下記ポストのように、早速ドナルド・トランプ元大統領のAI画像が生成されたりしているようです。

これにより、ユーザーは様々な種類の画像を生成できますが、同時に誤情報の拡散リスクも高まる可能性があります。イーロン・マスク氏の主張によると、「チャットボット自体は、ポルノや過度に暴力的、著作権で保護されたコンテンツは生成しない」と言います。

このようにイーロン・マスク氏は、AIに対する過度の制限は逆効果だと主張していますが、この姿勢は規制当局や他のテクノロジー企業との摩擦を生む可能性があります。

規制上の課題

Grok-2の安全対策の欠如は、xAIとXプラットフォーム(旧Twitter)に規制上の問題をもたらす可能性があります。そのため、以下のような措置が考えられています。
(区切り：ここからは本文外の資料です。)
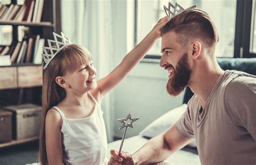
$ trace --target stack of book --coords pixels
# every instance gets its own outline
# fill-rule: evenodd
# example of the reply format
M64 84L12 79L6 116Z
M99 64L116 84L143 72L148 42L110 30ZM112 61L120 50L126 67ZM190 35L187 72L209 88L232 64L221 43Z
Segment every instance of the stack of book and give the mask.
M23 5L0 5L0 19L40 22L44 0L25 0Z
M7 58L6 57L9 56L12 63L31 63L41 64L43 61L41 54L43 53L44 41L44 38L40 38L40 36L37 35L29 38L28 40L24 40L16 44L3 47L1 51L0 61L2 60L1 57ZM4 65L0 63L0 66Z

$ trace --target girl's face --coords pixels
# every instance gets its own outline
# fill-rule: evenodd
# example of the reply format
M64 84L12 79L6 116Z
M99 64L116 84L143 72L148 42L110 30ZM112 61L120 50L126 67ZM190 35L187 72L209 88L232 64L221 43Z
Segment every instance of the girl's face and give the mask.
M97 70L92 61L80 66L78 70L71 73L67 73L65 79L70 87L77 93L86 92L95 89L97 83L95 78Z

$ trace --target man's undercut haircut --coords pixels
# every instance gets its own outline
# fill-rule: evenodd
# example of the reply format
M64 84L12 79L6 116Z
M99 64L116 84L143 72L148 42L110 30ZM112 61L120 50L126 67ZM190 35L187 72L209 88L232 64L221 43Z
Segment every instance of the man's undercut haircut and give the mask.
M219 41L217 28L208 14L199 9L186 10L173 17L161 29L161 36L173 31L177 43L185 49L194 39L199 39L204 46L215 47Z

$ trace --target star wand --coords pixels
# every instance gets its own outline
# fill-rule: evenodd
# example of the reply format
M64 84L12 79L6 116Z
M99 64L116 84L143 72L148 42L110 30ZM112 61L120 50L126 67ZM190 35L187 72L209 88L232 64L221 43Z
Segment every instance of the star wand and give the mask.
M131 116L131 113L130 112L129 114L127 115L126 118L117 119L117 121L122 123L122 125L120 127L119 129L121 129L125 127L125 130L124 131L124 134L123 135L121 146L120 146L118 155L120 155L120 153L121 153L122 148L123 147L123 144L124 143L124 139L125 138L125 135L126 135L127 128L128 128L128 127L130 127L131 128L133 128L132 123L134 122L135 121L139 120L139 119L140 118L132 118ZM128 120L129 120L130 121L127 121Z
  • 米国では、AIによる偽造や偽情報を規制する法案が検討されています。
  • 欧州委員会は、デジタルサービス法違反の疑いでXを調査中です。
  • 英国のOfcomも、オンライン安全法の施行を準備しており、AI生成コンテンツに影響を与える可能性があります。

今後の展開

xAIは近日中に、マルチモーダル理解機能のプレビューをXプラットフォームとAPI上でリリースする予定です。これにより、テキスト、画像、その他のデータ形式を統合的に理解・処理する能力が強化されると期待されています。

Grok-2は高度な言語処理能力と画像生成機能の統合は、AIアシスタントの新たな可能性を切り開く一方で、コンテンツの真正性や情報の信頼性に関する課題も提起しています。今後のAI技術の発展と、その社会的影響について注目が集まりそうです。